Et pourtant, les besoins uniques des jeunes filles et des femmes en matière de santé, ne fût-ce que leurs besoins pour des services de santé génésique et sexuelle, demeurent l’objet de désaccords politiques. De ce fait, les services de santé qui leur sont prodigués ont toujours été sous-évalués et sous-financés. Ainsi, dans des situations de crise humanitaire, l’accès à la santé génésique et sexuelle est très restreint. Dans de nombreux endroits, les jeunes ont des difficultés à exercer leurs droits génésiques.
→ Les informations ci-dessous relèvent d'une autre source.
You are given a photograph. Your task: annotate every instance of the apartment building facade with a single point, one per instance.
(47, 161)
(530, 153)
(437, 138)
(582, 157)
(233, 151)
Ce qui fragilise encore plus la santé des femmes reste le fait qu’elles soient souvent sous-représentées dans les essais cliniques, ce qui mène à des diagnostics et des traitements inadaptés aux maladies. Même les programmes qui sont censés servir les adolescentes sont souvent conçus sans que celles-ci n’y participent. De ce fait, ces programmes ne répondent souvent pas aux besoins du groupe-cible, et parfois même, ils contribuent à renforcer encore plus les stéréotypes les plus néfastes.Or, pour que l’assurance-maladie universelle soit vraiment universelle et contribue au changement, elle doit s’intéresser à l’égalité des genres sous toutes ses formes. Cela signifie aussi que des garanties explicites de droits à la santé génésique et sexuelle (DSGS) soient données. Ces droits incluent des méthodes de contraception modernes, des soins prénataux et anténataux, des traitements de l’infertilité, l’avortement dans des conditions médicales, la prévention et le traitement des maladies sexuellement transmissibles, ainsi que les cancers des organes de reproduction. On doit aussi inclure le droit de consentir à des relations sexuelles avec le conjoint et la protection des violences qu’il peut lui faire subir.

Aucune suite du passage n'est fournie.